Paulo Leminski foi um poeta que ousou e experimentou muito na escrita. Aberto ao experimentalismo de vanguarda, inicialmente a poesia concreta e depois o tropicalismo, ele trabalhou sempre com as palavras tocando-as nas texturas e sonoridades, possíveis e impossíveis. Desbravou o minúsculo dos vocábulos com determinação, e, modificando-os, surpreendeu, quer na escrita dos poemas e nos ensaios-anseios crípticos, quer nos escritos em prosa e nas traduções.

Nomeou-se guerreiro da linguagem na carta de 29/setb/78, escrita ao amigo e também poeta Régis Bonvicino.

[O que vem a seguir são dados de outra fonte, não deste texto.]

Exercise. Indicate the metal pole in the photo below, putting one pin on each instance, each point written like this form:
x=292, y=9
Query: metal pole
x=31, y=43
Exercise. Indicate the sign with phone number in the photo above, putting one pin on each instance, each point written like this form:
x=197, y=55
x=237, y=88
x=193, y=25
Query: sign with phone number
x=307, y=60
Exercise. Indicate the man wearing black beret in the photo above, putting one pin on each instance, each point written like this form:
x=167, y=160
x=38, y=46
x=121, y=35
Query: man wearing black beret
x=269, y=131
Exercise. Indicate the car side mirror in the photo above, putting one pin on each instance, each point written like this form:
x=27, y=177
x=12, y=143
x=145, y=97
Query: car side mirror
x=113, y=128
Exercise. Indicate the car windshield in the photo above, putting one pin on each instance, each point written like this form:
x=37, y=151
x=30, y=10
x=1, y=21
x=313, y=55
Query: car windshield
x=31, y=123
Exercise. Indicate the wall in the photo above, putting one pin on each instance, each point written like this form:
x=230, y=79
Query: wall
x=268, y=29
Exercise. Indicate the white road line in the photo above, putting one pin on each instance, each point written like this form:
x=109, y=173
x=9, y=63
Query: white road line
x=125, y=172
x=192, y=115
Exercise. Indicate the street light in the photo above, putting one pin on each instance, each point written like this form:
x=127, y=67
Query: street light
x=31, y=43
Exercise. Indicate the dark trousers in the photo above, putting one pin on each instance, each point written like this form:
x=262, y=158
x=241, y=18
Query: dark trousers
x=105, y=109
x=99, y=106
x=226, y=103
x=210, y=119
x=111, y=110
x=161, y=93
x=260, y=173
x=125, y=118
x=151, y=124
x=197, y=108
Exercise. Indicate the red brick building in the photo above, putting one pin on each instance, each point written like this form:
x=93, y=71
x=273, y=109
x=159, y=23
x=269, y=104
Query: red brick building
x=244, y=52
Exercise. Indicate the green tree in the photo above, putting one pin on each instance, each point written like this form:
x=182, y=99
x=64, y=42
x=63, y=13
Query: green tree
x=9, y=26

No livro Envie meu dicionário, cartas e alguma crítica, as cartas-poemas (assim nomeadas por terem sido escritas em forma de versos) apresentam-se de forma fragmentária, como obra em devir. Essas cartas foram organizadas em livro por Bonvicino que percebeu que elas lembravam um poema, e abriam uma poética. Um texto fragmento, um texto que porta outros textos: o diálogo, a crítica, a poesia – que ali mesmo nascendo no verso, flui inesperadamente –, além do próprio fragmento. No hibridismo do texto são encontrados, em meio a acréscimos e desenhos, reflexões e anotações. O espaço de escrita nesta troca epistolar parece ser de muita confiança e funcionar como uma espécie de oficina, onde se exercita um sujeito e sua obra.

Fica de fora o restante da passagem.